Linear Decision Boundary（线性决策边界）

Example. (classification problem)

给定一个二元的特征空间 \(\mathcal{X} = \left\{ \text{weight} \times \text{height} \right\}\)，对标签 \(\left\{ \text{male, female} \right\}\) 进行分类，即，根据隐去性别的体重与身高的二元数据，预测 / 判断该样本的性别。性别 \(\left\{ \text{male, female} \right\}\) 可以抽象为 \(\mathcal{Y} = \left\{ -1, 1 \right\}\)。

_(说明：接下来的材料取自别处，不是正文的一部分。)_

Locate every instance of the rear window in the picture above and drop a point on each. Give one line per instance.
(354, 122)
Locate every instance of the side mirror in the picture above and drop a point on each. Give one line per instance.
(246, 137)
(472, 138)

Decision Boundary and Linear Classifier

设：\(g = \text{decision boundary}\)，\(d=1\) 的情况：

\[g(x) = w_{1} x + w_{0} = 0 \]

一般情况：

\[g(\vec{x}) = \vec{w}^{T} \cdot \vec{x} + w_{0} = 0 \]

注意到一般情况中 \(\vec{w}^{T} \cdot \vec{x}\) 为点积，结果输出为一个标量。

设 \(f = \text{linear classifier}\)，where:

\[\begin{align*} f(\vec{x}) & = \begin{cases} 1 \qquad \text{ if } ~ g(\vec{x}) \geq 0 \\ -1 ~ \quad \text{ if } ~ g(\vec{x}) < 0 \end{cases} \\ & \\ & = \text{sign}\big( \vec{w}^{T} \cdot \vec{x} + w_{0} \big) \end{align*} \]

对于 decision boundary \(g\)，我们可以将 \(w_{0}\) 也写入向量形式：

\[g(\vec{x}) = \vec{w}^{T} \cdot \vec{x} + w_{0} = \begin{pmatrix} \vec{w} \\ w_{0} \end{pmatrix}^{T} \cdot \begin{pmatrix} \vec{x} \\ 1 \end{pmatrix} = {\vec{w}^{'}}^{T} \cdot \vec{x}^{'} \]

so that the homogenous form:

\[g(\vec{x}^{'}) = {\vec{w}^{'}}^{T} \cdot \vec{x}^{'} \]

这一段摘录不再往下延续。